Making a Scrabble AI.

Attach Points

Attach points are tiles from which you can begin forming a word on the board. The first attach point is the start tile and from thereon attachpoints are any tile adjacent to a previously placed letter. For each attach point the algorithm then needs to find all possible words. So our first step is finding all attach points.

Checking For Word Existence

The next step involves searching for the existence of all words that can be formed in a dictionary or vocabulary. When I first started programming in C, I made an anagram finder to solve scrabble by generating all permutations of characters available then looking for words in a dictionary stored in array using a binary search. While this worked, it was very inefficient and wouldn't scale well for long strings. At the time a radix tree was suggested as a better method, so this is where I begain.

Tries, Radix Trees and Directed Acyclic Word Graphs

DAWG containing the words LAD, LADDER, LAND, LANDER, LANE, LESS and LESSER.
    L+-A+-D+-.
     |  |  |
     |  |  +-D----+
     |  |         |
     |  +-N+-D+---E--R
     |     |  |   |
     |     |  +-. |
     |     |      |
     |     +-E    |
     |            |
     +-E--S--S+---+
              |
              +-.
Trie containing the words LAD, LADDER, LAND, LANDER, LANE, LESS and LESSER.
    L+-A+-D+-.
     |  |  |
     |  |  +-D--E--R
     |  |
     |  +-N+-D+-.
     |     |  |
     |     |  +--E--R
     |     |
     |     +-E
     |
     +-E--S--S+-.
              |
              +--E--R

The fastest way to lookup word existence in a combination of letters is to step through a tree structure, built from all the words in the dictionary. Each node in the tree represents a character or prefix in a valid word. The benefit is basically preventing the investigation of any character sequence with an invalid prefix when compared to searching through every permutation.

The simplest of these structures is a Trie: A tree structure where each node represents a letter. I started by using A Radix Tree, which is a compressed trie where nodes are strings containing shared prefixes. It seemed appealing at first as it would afford fewer node traversals and be nicer to step through in a debugger. That approach became complicated when I wanted to check for interesections against board letters and find perpendicular words, at which point a went with a Trie.
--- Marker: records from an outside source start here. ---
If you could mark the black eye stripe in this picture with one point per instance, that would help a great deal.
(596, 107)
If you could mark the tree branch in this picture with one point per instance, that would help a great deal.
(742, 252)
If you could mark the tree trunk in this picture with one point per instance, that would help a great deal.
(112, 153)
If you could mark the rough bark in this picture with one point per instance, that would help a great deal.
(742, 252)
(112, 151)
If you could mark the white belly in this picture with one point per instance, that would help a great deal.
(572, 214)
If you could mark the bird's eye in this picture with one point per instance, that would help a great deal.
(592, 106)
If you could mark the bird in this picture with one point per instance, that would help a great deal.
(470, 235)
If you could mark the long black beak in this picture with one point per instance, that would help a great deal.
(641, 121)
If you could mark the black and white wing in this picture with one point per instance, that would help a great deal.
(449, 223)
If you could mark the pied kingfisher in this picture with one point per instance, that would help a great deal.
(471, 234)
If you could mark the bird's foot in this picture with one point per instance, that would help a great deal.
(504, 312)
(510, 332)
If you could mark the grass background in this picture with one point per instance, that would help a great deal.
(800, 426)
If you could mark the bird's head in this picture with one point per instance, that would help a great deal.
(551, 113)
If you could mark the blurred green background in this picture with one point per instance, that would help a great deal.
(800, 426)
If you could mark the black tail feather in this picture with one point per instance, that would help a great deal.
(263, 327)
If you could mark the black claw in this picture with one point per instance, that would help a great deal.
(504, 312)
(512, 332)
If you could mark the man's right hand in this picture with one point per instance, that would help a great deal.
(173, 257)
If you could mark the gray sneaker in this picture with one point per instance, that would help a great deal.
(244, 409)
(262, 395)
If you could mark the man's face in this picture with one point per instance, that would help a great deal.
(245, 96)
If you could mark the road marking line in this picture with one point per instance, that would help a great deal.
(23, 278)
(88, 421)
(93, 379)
Later I found an article linked to a paper about a fast scrabble algorithm that used a DAWG, which is a Trie compressed to merge shared suffixes. While this would save a large proportion of the memory required, it does require some precalc and doesn't speed up the search itself. I added DAWG compression as an option to the aiInit method.

Finding All Words

For each attach point, I start at the beginning of the row and find all words that extend up to and beyond the attach point, while traversing the tiles the algorithm explores outwards

While moving through possible word suffixes letter by letter, we can check for and validate perpendicular words as we go.
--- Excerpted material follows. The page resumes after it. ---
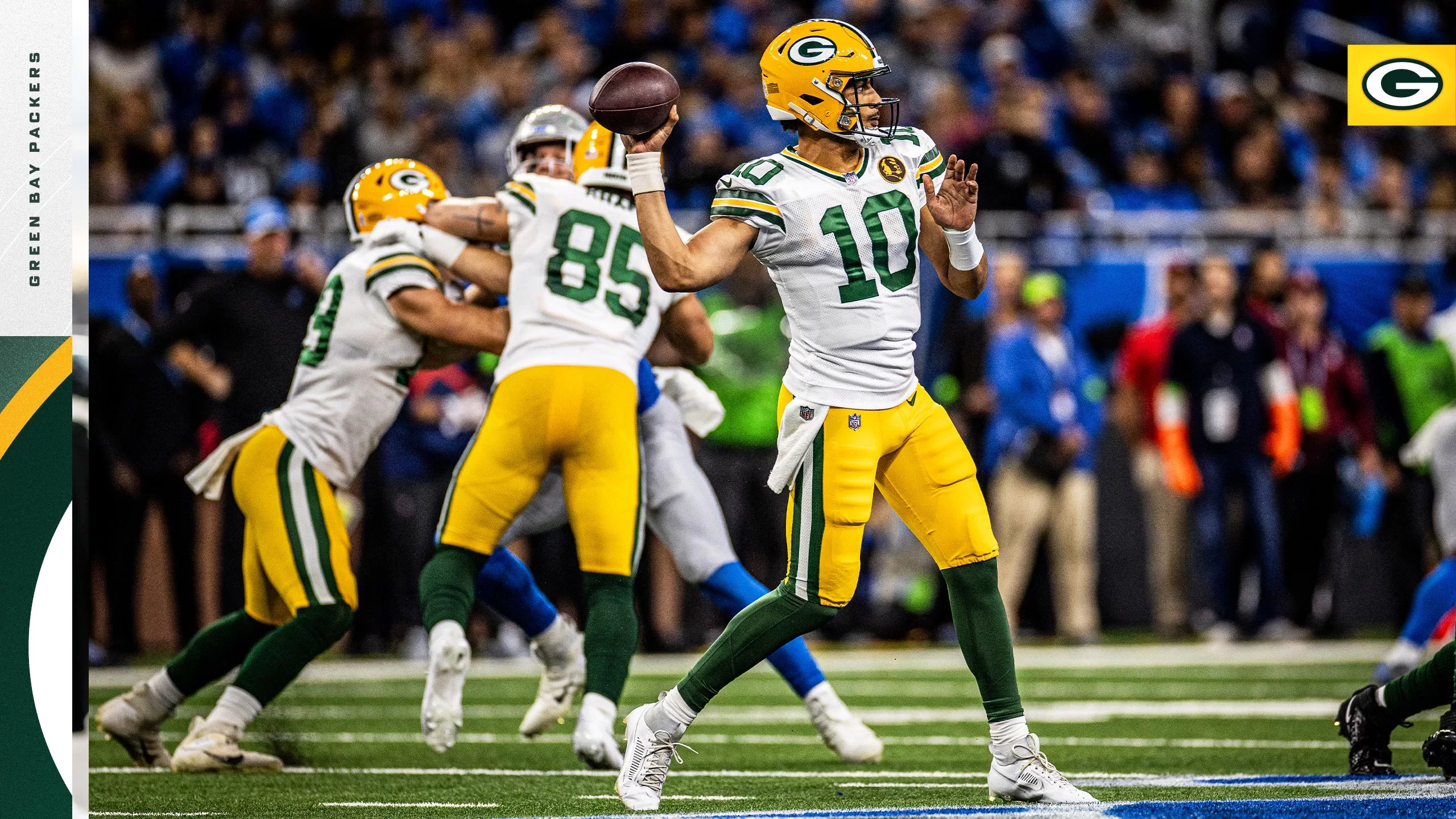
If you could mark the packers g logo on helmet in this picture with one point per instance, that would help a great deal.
(812, 73)
(812, 50)
(392, 188)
Adding Variable AI Skill Levels

The average bot score was around 408, not as good as a pro but much better than myself and most other players. For accessibility, skill levels were added between 0 to 5, where skill levels below 5 tend to select words closer to a specified value. The valid word list is large and many of the words the AI produces are obscure. They are also often short, producing words on both axes, that lead to clogged up boards. A more human-like approach to lower difficulty levels is to provide limited vocabulary lists. Using an 8000 word vocabulary, produces more natural looking words at lower challenge levels, that lead to more open and enjoyable game states.

MinMax in the End Game

One further optimisation is to minmax the end game when the letter bag is empty and an opponent's letters can be inferred. I added a basic implementatation that looks one turn ahead and attempt to get out first or prevent the opponent getting out of scoring high value words.
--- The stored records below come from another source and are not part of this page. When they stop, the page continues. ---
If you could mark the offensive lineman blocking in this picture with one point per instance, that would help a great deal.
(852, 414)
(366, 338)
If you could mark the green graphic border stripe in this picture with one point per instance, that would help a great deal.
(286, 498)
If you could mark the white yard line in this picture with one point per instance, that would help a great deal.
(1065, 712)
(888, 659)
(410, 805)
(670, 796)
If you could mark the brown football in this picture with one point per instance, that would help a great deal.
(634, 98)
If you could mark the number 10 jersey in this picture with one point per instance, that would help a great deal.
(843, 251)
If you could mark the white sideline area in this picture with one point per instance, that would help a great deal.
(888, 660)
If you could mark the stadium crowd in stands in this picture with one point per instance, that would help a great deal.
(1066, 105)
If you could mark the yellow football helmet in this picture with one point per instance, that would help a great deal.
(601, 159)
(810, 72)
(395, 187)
Running 1000 game with the minmax player going first, the mimmax player had a winrate of 56.9%. This looks promising, but the player going first does have an advantage. So let's compare this to 1000 games where neither player is minmaxing:

Player Skill Wins Win % Mean Score
1 6 (Minmaxing) 568 57% 415
2 5 (Non minmax) 429 43% 400
Player Skill Wins Win % Mean Score
1 5 (Non minmax) 553 55.5% 418
2 5 (Non minmax) 444 44.5% 407

A 1.5% difference in performance is better than nothing, but perhaps inconclusive as a positive result due to variance. Mainmax is said to mainly benefit the player going second, so let's look at that next.

Running 1000 games with the minmax player going second, the minmax player had a 47.7% winrate. Compared against 1000 games at top serach skill and neither minmaxing, the second player had a winrate of 43.9%

Player Skill Wins Win % Mean Score
1 5 (Non minmax) 521 52.3% 411
2 6 (Minmaxing) 475 47.7% 403
Player Skill Wins Win % Mean Score
1 5 (Non minmax) 558 56.1% 417
2 5 (Non minmax) 438 43.9% 403

This gave the minmaxing player an additional 3.8% in winrate before accounting for variance. Giving the minmaxing player going second a slight boost.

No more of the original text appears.